Why, the whole thing's only 99¢. That's a lot of fun for less'n a buck. Sign me up for that...it oughta be the perfect way to view the adventures of Middle-Aged Kirk, Freshly-Resurrected Spock, Still-Crusty McCoy, and "the rest."
Except it isn't. Because the program crashes on screen 102.
Not that has stopped iVerse Media from selling the program. No, it's still available with a caveat emptor: "But it, but it doesn't work. We sent the fix into Apple, it's not our fault they haven't posted it yet!"
To be fair, iPhone apps receive free upgrades when a new version comes out. But heck guys, how hard is it to test-drive your own productand how un-stringent (astringent?) must the iStore testing procedures for vetting a program be? Why, I bet Reed Richards could make an iPhone comic work first time out! He's one of the most brilliant scientific minds in the multiverse, and after all, this ain't rocket science.
Um. Nevermind.
3 comments:
Reminds me of an old David Letterman joke - he's talking about the declining requirements to work for NASA, and the punch line is,
"You don't need to be a rocket scientist...to be a rocket scientist"

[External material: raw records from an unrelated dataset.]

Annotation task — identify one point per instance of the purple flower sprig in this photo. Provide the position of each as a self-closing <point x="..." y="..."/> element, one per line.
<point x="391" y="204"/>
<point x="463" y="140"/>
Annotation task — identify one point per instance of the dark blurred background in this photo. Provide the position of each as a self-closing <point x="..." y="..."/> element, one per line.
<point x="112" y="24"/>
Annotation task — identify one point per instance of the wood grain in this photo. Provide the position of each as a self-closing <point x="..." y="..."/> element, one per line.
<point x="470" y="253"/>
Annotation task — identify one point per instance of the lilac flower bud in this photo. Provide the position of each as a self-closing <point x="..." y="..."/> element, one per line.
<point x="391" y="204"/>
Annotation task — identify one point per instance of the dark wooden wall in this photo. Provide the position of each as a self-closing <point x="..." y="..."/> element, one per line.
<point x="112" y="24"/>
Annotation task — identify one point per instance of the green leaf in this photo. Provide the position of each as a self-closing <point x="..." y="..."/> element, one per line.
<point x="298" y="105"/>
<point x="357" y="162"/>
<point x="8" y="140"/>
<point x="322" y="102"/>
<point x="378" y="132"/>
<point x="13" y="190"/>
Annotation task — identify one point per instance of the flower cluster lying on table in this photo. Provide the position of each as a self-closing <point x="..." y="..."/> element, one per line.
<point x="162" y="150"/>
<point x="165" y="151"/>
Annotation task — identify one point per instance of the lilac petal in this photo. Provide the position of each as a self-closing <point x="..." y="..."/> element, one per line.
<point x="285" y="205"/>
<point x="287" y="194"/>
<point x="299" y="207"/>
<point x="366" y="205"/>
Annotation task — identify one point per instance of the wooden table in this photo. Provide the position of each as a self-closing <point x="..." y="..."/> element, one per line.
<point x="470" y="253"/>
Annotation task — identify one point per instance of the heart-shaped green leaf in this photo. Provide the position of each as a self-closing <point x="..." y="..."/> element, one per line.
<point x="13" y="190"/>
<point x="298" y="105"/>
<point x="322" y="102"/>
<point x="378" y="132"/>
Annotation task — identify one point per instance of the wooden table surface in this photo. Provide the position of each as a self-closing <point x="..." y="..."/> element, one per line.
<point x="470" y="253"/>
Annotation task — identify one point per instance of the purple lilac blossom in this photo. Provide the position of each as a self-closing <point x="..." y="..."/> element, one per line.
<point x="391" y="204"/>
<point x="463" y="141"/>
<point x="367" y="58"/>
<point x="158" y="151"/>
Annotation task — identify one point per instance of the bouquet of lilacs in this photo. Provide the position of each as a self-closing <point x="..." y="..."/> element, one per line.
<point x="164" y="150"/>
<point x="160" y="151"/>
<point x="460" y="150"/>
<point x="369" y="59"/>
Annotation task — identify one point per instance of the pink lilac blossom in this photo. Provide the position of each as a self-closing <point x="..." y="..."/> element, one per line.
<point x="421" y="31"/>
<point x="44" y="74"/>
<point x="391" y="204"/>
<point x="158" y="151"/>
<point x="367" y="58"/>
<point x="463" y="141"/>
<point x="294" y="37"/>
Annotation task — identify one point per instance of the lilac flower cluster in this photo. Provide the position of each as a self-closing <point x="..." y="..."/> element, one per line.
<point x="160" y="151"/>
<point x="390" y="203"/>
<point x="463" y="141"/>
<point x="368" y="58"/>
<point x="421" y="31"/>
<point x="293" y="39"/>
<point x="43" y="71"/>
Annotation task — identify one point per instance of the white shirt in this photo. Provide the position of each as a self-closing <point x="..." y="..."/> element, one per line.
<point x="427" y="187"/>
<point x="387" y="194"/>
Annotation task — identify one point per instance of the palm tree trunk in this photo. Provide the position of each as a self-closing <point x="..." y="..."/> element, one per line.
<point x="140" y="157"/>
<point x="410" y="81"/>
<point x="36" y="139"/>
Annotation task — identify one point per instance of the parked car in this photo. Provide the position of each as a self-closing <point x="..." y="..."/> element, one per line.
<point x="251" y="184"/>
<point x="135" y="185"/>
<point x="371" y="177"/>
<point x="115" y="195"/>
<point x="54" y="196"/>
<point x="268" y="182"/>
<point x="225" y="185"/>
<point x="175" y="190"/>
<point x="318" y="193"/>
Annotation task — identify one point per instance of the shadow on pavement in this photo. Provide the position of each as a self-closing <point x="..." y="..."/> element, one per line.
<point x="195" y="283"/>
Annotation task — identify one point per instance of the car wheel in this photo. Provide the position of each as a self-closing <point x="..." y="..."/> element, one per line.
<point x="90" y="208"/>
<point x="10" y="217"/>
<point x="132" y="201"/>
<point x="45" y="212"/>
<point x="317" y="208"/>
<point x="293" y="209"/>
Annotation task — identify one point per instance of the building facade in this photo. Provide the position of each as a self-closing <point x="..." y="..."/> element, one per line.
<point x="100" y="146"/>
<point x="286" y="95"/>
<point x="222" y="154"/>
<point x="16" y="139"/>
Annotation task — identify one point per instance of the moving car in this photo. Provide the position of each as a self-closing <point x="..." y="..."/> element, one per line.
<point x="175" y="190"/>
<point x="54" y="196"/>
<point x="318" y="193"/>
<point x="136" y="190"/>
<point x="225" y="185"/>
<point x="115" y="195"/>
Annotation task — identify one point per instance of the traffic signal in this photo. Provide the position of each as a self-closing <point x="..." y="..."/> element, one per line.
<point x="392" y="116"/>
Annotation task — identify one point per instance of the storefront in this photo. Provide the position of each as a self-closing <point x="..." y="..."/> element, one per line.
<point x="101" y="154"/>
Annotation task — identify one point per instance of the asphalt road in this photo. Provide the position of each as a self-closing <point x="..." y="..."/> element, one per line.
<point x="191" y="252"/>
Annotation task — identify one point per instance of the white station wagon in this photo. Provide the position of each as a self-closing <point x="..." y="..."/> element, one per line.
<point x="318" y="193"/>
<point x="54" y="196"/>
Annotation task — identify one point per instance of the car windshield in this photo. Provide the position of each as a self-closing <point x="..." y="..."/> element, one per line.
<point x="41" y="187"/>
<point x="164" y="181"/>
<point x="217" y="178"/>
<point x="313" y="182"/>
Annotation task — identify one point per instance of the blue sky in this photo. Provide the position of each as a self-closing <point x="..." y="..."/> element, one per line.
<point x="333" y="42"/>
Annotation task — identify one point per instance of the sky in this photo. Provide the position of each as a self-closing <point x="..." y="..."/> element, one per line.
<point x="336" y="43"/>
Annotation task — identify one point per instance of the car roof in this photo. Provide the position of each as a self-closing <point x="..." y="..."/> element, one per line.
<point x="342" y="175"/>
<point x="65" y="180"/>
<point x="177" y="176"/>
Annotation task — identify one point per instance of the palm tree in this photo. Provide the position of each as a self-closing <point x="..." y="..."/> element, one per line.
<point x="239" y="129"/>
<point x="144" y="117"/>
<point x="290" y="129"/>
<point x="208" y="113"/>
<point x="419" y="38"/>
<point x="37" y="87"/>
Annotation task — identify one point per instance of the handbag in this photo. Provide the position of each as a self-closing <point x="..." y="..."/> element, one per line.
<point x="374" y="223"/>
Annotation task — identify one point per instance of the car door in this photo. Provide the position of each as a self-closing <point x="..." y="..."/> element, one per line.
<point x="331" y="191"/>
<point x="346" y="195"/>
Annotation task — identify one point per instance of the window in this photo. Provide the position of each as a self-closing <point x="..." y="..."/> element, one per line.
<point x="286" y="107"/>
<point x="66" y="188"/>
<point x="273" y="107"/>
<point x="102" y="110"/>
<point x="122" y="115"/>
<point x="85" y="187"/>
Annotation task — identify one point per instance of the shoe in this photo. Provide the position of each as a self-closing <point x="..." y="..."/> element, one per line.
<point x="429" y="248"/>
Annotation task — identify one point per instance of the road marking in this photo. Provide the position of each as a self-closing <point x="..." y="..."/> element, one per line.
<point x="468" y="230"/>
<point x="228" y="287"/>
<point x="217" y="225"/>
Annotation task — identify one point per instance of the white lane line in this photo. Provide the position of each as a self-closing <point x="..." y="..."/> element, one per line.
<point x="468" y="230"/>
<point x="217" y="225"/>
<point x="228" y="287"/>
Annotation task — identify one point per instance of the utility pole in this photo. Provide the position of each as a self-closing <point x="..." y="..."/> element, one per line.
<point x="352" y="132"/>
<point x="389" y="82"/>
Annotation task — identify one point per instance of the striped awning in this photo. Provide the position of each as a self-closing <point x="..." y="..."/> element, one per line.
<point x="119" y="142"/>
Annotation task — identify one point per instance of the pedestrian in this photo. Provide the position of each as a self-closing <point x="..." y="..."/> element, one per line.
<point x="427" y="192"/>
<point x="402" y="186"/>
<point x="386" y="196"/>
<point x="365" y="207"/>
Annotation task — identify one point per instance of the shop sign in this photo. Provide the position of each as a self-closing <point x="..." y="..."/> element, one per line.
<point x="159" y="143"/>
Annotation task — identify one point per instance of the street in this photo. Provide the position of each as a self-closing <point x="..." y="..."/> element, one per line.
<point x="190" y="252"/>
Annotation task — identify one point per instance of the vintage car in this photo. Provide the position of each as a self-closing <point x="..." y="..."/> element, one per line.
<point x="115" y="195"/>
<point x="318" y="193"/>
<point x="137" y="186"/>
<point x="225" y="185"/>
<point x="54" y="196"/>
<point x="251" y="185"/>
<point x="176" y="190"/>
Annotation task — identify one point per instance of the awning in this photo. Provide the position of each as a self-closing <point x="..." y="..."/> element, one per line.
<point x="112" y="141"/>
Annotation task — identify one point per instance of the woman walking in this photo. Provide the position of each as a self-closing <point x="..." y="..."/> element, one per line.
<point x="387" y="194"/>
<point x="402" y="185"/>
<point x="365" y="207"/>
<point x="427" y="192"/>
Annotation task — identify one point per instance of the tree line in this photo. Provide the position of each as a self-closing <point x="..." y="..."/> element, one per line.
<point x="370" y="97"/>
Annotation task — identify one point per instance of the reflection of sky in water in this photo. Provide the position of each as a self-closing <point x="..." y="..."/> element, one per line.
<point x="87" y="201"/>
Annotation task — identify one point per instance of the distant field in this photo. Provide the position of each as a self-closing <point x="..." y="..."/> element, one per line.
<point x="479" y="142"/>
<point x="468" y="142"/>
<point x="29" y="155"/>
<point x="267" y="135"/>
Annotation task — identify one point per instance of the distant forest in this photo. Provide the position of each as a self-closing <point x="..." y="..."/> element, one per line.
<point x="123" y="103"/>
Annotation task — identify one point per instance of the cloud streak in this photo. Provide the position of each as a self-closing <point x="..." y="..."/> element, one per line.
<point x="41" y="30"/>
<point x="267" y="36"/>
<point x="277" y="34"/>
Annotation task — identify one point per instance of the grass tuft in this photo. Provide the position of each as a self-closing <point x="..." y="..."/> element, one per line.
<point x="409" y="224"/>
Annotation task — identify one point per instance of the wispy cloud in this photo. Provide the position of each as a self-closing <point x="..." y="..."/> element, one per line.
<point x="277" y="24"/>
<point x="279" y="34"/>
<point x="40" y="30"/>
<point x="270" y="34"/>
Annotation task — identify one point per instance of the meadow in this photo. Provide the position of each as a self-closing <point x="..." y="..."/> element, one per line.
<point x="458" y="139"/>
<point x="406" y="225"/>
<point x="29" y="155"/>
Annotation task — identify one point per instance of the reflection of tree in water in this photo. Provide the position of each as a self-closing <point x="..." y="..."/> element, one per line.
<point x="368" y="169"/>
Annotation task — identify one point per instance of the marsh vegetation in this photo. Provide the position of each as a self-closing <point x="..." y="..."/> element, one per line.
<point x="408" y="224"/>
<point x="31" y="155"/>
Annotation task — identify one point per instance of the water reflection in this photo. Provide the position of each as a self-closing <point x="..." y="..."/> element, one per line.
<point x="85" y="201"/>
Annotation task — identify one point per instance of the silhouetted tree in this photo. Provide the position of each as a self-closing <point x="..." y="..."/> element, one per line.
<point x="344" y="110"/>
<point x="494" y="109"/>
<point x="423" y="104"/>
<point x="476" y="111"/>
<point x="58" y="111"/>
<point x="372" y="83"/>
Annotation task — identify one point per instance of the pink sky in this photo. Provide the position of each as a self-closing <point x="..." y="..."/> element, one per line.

"But heck guys, how hard is it to test-drive your own product—and how un-stringent (astringent?) must the iStore testing precudures for vetting a program be?"
Actually, since you ask, this has been a major complaint in the iPhone development community and one much discussed on developer mailing lists and the like. At first, Apple didn't provide any way for developers to have their iPhone apps tested by beta test users before they got released to the general public.
(More detail than most people may want to know: If you're developing a program for a Mac or a PC, you can e-mail it to a select group of testers who you trust to put it through its paces on a variety of machines and find any bugs. But Apple had it set up so people can't just send one another iPhone apps -- you can only install Apple-authorized stuff, and you can only install it from the iPhone app store. That's to keep evil and illicit and unauthorized stuff from being circulated and keep everything under the firm hand of Steve Jobs. But it also meant there was no way test copies could be circulated for testing to catch problems like this before release.)
In response to endless complaints from dissatisfied developers, Apple is slowly changing this and adding ways for them to have at least some limited prerelease testing. They haven't really got it all ironed out yet, so we still see ridiculous situations like this one. The developers find it even more outrageous to have to write a note like that than everyone else does to read it.
Interesting, RAB! Thanks for filling me in. (And for not pointing out I misspelled 'procedures.'!)